Townhall’s Katie Pavlich is reporting on statements made by the President at yesterday’s prayer breakfast in which he specifically addressed the genocide of religious minorities taking place at the hands of ISIS.
"We have seen peace-loving Muslims brutalize, victimize, murdered and oppressed by ISIS killers. We have seen threats of extermination against the Jewish people. We have seen a campaign of ISIS and genocide against Christians, where they cut off heads. Not since the Middle Ages have we seen that. We haven't seen that, the cutting off of heads. Now they cut off the heads, they drown people in steel cages," Trump said.
"All nations have a moral obligation to speak out against such violence. All nations have a duty to work together to confront it and to confront it viciously if we have to."
At the White House press briefing later that day, White House Press Secretary Sean Spicer confirmed that the president meant what he said and intends to grant refugee asylum in the United States to Christians who are being persecuted in the Middle East and North Africa.
"It's important to the president, it was during and throughout the campaign. It's something he addressed this morning and it's something he's committed to in terms of allowing Christian minorities in key countries to seek asylum in the United States," Spicer said. "He recognizes that in so many nations, these are the oppressed groups in accordance with how the U.N. defines refugees."

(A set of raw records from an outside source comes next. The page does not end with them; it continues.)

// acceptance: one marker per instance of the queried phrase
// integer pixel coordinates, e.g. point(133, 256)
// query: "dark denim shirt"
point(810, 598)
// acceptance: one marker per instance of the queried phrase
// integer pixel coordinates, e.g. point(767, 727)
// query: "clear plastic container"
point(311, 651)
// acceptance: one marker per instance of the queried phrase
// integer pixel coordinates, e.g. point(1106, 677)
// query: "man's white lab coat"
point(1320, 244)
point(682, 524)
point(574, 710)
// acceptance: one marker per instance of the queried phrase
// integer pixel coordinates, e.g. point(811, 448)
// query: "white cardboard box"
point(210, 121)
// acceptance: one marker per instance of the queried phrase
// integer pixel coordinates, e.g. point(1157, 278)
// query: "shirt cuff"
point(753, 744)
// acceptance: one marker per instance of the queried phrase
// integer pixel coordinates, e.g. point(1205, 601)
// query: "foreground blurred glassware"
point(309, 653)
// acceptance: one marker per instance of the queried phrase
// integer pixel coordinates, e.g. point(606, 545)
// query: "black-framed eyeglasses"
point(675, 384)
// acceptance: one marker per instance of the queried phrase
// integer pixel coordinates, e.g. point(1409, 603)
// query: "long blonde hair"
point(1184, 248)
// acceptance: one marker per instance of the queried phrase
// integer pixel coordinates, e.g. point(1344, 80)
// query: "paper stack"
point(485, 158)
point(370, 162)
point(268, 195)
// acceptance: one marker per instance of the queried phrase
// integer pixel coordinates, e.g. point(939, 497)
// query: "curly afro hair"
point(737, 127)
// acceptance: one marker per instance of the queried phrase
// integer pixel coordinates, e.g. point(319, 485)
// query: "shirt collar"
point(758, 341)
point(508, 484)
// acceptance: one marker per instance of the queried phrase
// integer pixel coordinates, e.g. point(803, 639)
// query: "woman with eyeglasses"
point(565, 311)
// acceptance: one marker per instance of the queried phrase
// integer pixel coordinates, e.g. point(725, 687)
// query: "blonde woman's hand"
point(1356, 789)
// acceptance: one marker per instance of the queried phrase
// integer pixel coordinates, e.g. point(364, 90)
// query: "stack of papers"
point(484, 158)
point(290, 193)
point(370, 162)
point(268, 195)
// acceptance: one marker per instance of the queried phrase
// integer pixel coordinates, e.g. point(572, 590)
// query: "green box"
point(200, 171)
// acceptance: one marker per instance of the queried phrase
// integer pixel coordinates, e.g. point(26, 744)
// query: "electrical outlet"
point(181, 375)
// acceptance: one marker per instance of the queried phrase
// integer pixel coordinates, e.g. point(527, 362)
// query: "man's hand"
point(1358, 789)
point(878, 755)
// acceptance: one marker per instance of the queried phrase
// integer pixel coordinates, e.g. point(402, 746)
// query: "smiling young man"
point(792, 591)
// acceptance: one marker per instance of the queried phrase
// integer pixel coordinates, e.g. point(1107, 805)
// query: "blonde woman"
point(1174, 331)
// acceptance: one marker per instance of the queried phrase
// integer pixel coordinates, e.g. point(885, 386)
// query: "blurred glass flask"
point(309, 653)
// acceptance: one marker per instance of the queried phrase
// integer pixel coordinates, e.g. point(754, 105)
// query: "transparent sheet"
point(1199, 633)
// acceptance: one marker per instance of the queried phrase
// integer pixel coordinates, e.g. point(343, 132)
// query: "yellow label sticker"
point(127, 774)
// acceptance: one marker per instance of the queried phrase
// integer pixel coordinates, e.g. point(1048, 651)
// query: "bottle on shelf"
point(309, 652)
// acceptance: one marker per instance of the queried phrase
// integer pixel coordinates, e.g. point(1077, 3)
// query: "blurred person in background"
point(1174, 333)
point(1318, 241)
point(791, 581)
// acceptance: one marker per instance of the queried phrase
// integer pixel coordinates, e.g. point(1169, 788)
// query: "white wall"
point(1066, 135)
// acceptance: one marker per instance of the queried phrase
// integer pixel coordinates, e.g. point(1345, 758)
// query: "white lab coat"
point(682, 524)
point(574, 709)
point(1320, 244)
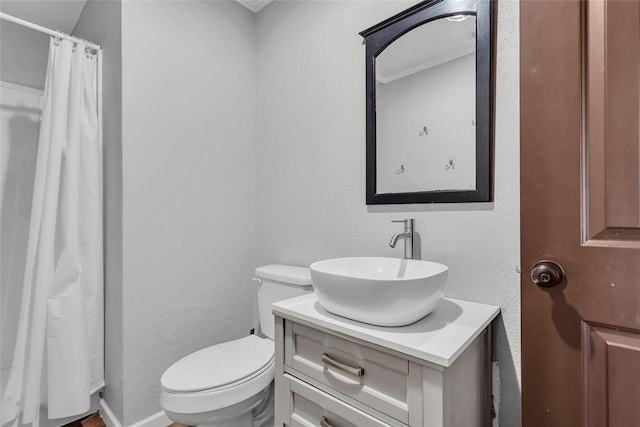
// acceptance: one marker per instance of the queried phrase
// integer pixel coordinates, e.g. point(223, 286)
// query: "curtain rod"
point(45, 30)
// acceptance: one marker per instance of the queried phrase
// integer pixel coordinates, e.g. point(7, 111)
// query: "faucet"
point(409, 226)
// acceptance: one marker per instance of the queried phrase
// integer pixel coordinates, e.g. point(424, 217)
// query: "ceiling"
point(426, 46)
point(62, 15)
point(254, 5)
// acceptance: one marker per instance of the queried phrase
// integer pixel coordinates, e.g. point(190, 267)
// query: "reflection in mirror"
point(426, 108)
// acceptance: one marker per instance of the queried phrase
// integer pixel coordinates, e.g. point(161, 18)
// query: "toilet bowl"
point(230, 384)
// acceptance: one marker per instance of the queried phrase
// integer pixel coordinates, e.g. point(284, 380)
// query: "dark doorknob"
point(547, 274)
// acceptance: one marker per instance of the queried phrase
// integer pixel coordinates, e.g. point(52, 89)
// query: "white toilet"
point(230, 384)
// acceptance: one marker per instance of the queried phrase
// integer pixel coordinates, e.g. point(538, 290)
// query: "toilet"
point(231, 384)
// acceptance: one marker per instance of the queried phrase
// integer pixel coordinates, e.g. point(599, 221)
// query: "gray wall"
point(23, 55)
point(100, 22)
point(310, 178)
point(188, 81)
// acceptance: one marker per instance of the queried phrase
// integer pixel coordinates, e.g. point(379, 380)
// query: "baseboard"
point(158, 419)
point(108, 416)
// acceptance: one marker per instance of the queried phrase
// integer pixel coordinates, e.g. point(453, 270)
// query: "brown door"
point(580, 204)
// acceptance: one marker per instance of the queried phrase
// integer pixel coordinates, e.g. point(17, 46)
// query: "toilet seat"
point(218, 376)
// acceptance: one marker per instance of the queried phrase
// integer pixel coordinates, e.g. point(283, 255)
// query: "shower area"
point(51, 233)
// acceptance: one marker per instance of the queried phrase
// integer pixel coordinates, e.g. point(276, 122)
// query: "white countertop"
point(439, 338)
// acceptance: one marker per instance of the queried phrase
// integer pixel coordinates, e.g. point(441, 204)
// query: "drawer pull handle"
point(324, 422)
point(358, 372)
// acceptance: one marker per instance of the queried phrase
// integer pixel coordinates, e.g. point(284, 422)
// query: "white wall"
point(188, 150)
point(310, 136)
point(23, 55)
point(448, 113)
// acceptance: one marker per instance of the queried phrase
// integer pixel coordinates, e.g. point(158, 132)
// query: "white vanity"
point(334, 372)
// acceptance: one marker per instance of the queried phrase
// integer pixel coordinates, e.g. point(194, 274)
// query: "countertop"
point(438, 338)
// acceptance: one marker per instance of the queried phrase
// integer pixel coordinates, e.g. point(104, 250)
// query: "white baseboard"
point(158, 419)
point(108, 416)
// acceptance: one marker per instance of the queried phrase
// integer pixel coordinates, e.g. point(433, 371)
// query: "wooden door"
point(580, 204)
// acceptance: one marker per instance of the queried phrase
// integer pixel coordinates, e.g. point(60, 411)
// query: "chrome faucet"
point(407, 235)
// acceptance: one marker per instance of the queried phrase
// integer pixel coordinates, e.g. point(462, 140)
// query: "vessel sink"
point(377, 290)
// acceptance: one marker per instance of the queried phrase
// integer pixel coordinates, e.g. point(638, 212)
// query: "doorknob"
point(547, 274)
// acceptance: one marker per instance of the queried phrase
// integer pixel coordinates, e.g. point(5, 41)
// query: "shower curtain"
point(59, 345)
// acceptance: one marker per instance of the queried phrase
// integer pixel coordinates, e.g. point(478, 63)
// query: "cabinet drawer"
point(310, 407)
point(384, 382)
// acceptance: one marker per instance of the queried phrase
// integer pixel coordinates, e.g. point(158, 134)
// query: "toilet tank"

As Pavlich reports, former Secretary of State John Kerry officially declared last year that ISIS is carrying out a genocide against religious minorities, but only after dragging its feet for months. The declaration triggered legal obligations for the U.S. and the United Nations.
"Naming these crimes is important," Kerry said at the time. "But what is essential is to stop them."
Apparently, the US did nothing about it, according to the American Center for Law and Justice (ACLJ). Only after being forced to sue the Obama Administration last year for refusing to provide any information on what they were doing to help these Christians did they discover that neither the State Department nor the UN did anything to fulfill their obligations.
Trump also admonished the former administration for its ineffective handling of the crisis of Christian persecution.
During a recent interview with CBN, he was asked if America should prioritize Christian refugees and he responded:
"Yes. Yes, they’ve been horribly treated. If you were a Christian in Syria it was impossible, or at least very, very tough, to get into the United States. If you were a Muslim you could come in, but if you were a Christian, it was almost impossible and the reason that was so unfair -- everybody was persecuted, in all fairness -- but they were chopping off the heads of everybody but more so the Christians. And I thought it was very, very unfair. So we are going to help them.”
This was much different from a response given by former President Barack Obama in 2015 when he was asked whether he thought Christians should be given a preference among refugees. Obama described that idea as “shameful,” saying, “That’s not American. That’s not who we are. We don’t have religious tests to our compassion.”
This explains why, during the last fiscal year, the administration accepted 12,587 Syrian refugees of which only 68 were Christian and 24 were Yazidi.
Because Christians comprise 10 percent of Syria’s population, in order to achieve parity with the number of Muslims being admitted, Christian refugees should have numbered at least several thousand.
The good news is that the new president is a much more vocal supporter of aid for persecuted religious minorities and his administration is fully expected to follow through on its promises.